Ihr glaubt nicht, was ich dort gesehen habe … mitten im Wald ein Typ mit Laubbläser! (nein, nein, ich war nüchtern und meine halluzinogene Zeit ist dreißig Jahre her) 
Und was für einer - nicht so eine kleine Blastüte, die jeder ordentliche Papi in der Garage liegen hat. Nein, richtiges Profigerät - mit den Dingern werden hier in der Rheinaue die Heißluftballone aufgeblasen.

Gut ich verstehe, dass für die Muttis mit Stöckelschuhen der Weg zu den Wildschweinen gesichert werden muss … 
Aber was kommt als Nächstes: Trails mit rutschfestem Parkett und gefliesten Anliegern - die Fliesen natürlich mit Anti-Rutsch-Aufklebern für die Duschwanne garniert???
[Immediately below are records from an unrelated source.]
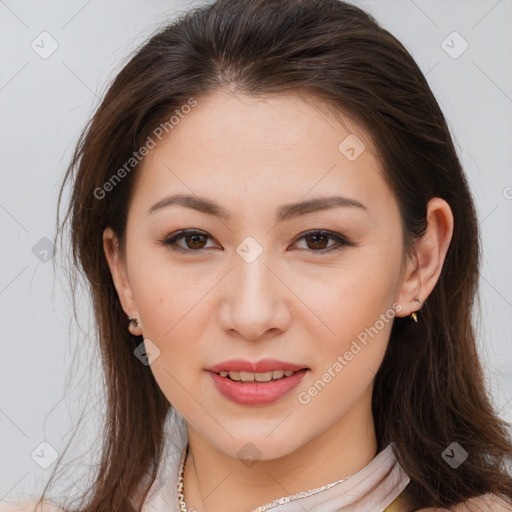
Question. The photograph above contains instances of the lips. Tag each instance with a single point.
(262, 366)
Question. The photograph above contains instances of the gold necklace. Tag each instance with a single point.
(181, 490)
(263, 508)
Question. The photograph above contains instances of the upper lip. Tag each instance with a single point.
(262, 366)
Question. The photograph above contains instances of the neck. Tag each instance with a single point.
(215, 481)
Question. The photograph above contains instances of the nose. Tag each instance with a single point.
(255, 301)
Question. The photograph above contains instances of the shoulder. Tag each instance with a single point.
(29, 506)
(484, 503)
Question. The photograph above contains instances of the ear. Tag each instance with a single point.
(422, 271)
(117, 266)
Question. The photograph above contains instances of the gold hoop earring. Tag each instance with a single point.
(133, 321)
(413, 314)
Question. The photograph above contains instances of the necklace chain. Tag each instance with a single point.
(263, 508)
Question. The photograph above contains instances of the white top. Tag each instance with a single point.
(372, 488)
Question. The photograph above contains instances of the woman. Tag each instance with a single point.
(283, 255)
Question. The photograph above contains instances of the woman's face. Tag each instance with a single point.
(257, 282)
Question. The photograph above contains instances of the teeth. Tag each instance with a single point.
(258, 377)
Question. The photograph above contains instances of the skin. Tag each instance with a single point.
(252, 155)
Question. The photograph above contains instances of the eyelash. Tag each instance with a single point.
(171, 241)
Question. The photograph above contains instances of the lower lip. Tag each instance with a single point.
(256, 393)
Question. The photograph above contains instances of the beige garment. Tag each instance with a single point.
(371, 489)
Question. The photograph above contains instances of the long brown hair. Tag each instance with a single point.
(430, 389)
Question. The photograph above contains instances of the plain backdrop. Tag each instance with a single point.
(56, 60)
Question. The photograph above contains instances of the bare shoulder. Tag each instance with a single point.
(484, 503)
(29, 506)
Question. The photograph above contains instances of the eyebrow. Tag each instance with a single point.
(284, 212)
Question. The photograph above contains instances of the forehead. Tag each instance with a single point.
(235, 143)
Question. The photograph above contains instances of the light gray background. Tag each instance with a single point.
(45, 102)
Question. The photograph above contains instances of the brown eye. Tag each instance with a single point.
(194, 241)
(318, 241)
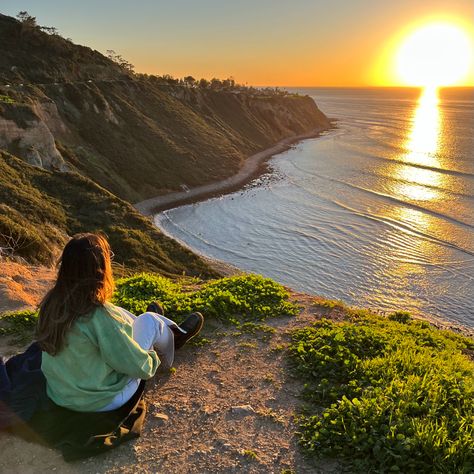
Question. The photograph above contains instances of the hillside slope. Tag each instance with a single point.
(77, 110)
(40, 208)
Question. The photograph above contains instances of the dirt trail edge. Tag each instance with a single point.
(229, 407)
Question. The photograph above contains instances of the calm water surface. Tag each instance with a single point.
(378, 213)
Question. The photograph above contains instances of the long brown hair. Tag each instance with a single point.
(84, 282)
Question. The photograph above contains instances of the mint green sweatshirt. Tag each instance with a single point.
(98, 359)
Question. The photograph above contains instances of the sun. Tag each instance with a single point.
(436, 54)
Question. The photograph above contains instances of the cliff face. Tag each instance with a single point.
(138, 139)
(78, 133)
(68, 107)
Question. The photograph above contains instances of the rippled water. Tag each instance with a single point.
(378, 212)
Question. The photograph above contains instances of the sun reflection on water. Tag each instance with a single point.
(422, 145)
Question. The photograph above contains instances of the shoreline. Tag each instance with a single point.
(254, 166)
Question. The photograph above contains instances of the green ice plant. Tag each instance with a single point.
(244, 297)
(389, 394)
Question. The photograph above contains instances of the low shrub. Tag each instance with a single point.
(247, 297)
(19, 324)
(390, 395)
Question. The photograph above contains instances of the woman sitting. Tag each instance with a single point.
(95, 353)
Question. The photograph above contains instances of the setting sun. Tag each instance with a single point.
(438, 54)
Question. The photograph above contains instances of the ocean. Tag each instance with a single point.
(378, 212)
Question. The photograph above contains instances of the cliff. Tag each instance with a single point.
(79, 116)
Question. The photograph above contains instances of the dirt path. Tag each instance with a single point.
(253, 166)
(229, 407)
(23, 286)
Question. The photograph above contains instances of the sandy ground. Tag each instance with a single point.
(229, 407)
(252, 167)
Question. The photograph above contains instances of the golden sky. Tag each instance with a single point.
(260, 42)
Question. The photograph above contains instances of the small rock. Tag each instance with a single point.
(161, 418)
(242, 410)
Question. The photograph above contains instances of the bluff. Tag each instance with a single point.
(80, 116)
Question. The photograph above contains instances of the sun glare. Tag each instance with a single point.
(437, 54)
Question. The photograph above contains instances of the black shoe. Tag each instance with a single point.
(155, 307)
(190, 327)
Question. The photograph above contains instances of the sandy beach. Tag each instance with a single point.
(254, 166)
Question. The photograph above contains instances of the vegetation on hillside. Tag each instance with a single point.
(389, 395)
(136, 135)
(39, 209)
(245, 297)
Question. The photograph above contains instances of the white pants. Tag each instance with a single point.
(150, 330)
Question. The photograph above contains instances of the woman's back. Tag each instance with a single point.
(98, 359)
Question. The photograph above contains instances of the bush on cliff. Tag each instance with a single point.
(246, 297)
(40, 209)
(391, 396)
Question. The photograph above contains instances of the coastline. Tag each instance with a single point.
(254, 166)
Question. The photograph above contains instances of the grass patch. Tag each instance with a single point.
(5, 99)
(234, 299)
(19, 324)
(390, 394)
Wo bin ich hier eigentlich - was ist das für ein Film - wann kommt endlich der Abspann ...


----------



## Rosinantenfahrt (9. November 2015)

Sechser schrieb:


> So, da es ja bei mir mit Siegen nicht geklappt hat, musste bei dem Bombenwetter als Trost wenigstens eine kleine Runde im Kofo gemacht werden. Und siehe da, selbst im guten alten Kofo ist man nie vor Überaschungen gefeit.
> Ihr glaubt nicht, was ich dort gesehen habe … mitten im Wald ein Typ mit Laubbläser! (nein, nein, ich war nüchtern und meine halluzinogene Zeit ist dreißig Jahre her)
> Und was für einer - nicht so eine kleine Blastüte, die jeder ordentliche Papi in der Garage liegen hat. Nein, richtiges Profigerät - mit den Dingern werden hier in der Rheinaue die Heißluftballone aufgeblasen.
> 
> ...



... und die Fliesen bitte in mauve-terracotta, wenn dies noch rutschfest genug ist ...


----------



## Dart (13. November 2015)

Es ist wieder soweit, es geht zur Seelscheider Adventtour:

http://lastminute.mtb-news.de/event/15713


----------



## delphi1507 (15. November 2015)

Kurzfristig aber vielleicht mag ja jemand... http://lastminute.mtb-news.de/event/15717


----------



## MTB-News.de




----------



## sun909 (15. November 2015)

delphi1507 schrieb:


> Kurzfristig aber vielleicht mag ja jemand...



Link fehlt


----------



## delphi1507 (15. November 2015)

Korrigiert....


----------



## sun909 (23. November 2015)

Moin,
Freitag geht es auf große Fahrt 

Hier die Infos:
Wer will, trifft sich in Bonn am China-Schiff (Konrad-Adenauer-Brücke, schäl Sick) um 17.00 Uhr.
Dort schlabbern wir einen kurzen Glühwein und düsen dann nach Hennef. Ankunft dort ca. 18.30 Uhr.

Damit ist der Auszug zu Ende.